Hildebrand war von 2010 bis 2012 Präsident der SNB. Er trat im Zuge der sogenannten Hildebrand-Affäre zurück. Ihm wurde Insiderhandel mit Devisen vorgeworfen, nachdem Bankunterlagen publik wurden. Ein Mitarbeiter der Bank Sarasin ging mit den Unterlagen zu Rechtsanwalt Hermann Lei. Lei gab die Unterlagen wiederum dem damaligen SVP-Nationalrat Christoph Blocher.

Die Affäre zog weite Kreise. Die Staatsanwaltschaft verzichtete schliesslich auf ein Verfahren gegen Hildebrand, weil die umstrittenen Dollar-Transaktionen nicht gegen den Strafbestand des Insiderhandels verstiessen. (sda)
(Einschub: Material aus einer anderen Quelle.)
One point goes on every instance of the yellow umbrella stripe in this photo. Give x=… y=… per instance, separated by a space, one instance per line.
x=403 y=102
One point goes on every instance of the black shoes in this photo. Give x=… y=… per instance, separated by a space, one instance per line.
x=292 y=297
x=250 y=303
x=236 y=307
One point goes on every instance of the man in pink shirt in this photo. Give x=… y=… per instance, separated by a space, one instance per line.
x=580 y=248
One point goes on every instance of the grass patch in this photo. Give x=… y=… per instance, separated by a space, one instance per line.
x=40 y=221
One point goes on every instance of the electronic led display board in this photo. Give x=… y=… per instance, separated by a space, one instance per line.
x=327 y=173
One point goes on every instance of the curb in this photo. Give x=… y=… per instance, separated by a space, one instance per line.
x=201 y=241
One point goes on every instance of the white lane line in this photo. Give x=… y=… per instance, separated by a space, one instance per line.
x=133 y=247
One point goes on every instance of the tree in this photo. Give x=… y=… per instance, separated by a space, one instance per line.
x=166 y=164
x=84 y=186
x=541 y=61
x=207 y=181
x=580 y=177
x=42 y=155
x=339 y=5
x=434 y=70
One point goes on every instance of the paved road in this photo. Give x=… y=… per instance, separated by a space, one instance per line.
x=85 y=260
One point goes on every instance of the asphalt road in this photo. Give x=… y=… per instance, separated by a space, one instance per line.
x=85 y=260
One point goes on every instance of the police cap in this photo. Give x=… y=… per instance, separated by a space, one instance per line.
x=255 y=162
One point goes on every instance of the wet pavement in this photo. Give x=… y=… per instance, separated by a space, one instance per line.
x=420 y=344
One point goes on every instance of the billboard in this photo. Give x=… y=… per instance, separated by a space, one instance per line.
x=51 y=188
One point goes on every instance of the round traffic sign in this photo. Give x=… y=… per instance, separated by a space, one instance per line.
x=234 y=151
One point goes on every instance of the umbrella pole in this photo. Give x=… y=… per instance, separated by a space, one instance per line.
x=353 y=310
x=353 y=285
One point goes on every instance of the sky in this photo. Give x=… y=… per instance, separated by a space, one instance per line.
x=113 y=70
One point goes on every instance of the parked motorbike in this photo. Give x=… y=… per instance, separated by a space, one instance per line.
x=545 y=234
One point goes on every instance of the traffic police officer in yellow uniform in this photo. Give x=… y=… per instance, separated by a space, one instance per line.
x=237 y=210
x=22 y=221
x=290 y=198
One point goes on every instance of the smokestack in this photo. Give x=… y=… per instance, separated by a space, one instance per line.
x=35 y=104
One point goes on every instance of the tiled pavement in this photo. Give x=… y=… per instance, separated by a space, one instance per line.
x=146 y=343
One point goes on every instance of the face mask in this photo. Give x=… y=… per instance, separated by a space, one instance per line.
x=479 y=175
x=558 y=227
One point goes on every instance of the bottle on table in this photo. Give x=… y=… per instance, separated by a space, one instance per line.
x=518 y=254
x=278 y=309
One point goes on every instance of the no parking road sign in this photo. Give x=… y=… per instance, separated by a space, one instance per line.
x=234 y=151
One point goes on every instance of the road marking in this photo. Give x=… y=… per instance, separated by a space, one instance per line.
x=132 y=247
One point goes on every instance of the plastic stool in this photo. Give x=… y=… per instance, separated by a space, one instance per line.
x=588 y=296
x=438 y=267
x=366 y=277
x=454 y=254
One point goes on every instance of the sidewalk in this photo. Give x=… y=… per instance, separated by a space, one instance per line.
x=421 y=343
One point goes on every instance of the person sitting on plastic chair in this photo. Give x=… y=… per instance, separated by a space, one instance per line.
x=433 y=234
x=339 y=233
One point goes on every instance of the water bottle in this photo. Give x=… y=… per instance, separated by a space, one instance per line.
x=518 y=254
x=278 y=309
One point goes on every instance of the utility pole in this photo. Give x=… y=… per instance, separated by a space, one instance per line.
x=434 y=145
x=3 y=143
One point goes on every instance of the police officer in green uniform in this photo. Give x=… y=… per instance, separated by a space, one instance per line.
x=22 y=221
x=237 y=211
Für den Bundesrat sei das kein Handicap für diese Kandidatur, so Parmelin. Verschiedene Untersuchungen hätten den Fall ausführlich dokumentiert und keine Risiken ausgemacht.

Neue Antworten auf neue Fragen

Kandidat Hildebrand erläuterte vor allem seine Motivation für diesen Job. Die Digitalisierung und vor allem der Klimawandel würden die Wirtschaftsstrukturen fundamental ändern. Diesem weltweiten Wandel könne längerfristig nicht allein mit einer immer aggressiveren Geldpolitik begegnet werden.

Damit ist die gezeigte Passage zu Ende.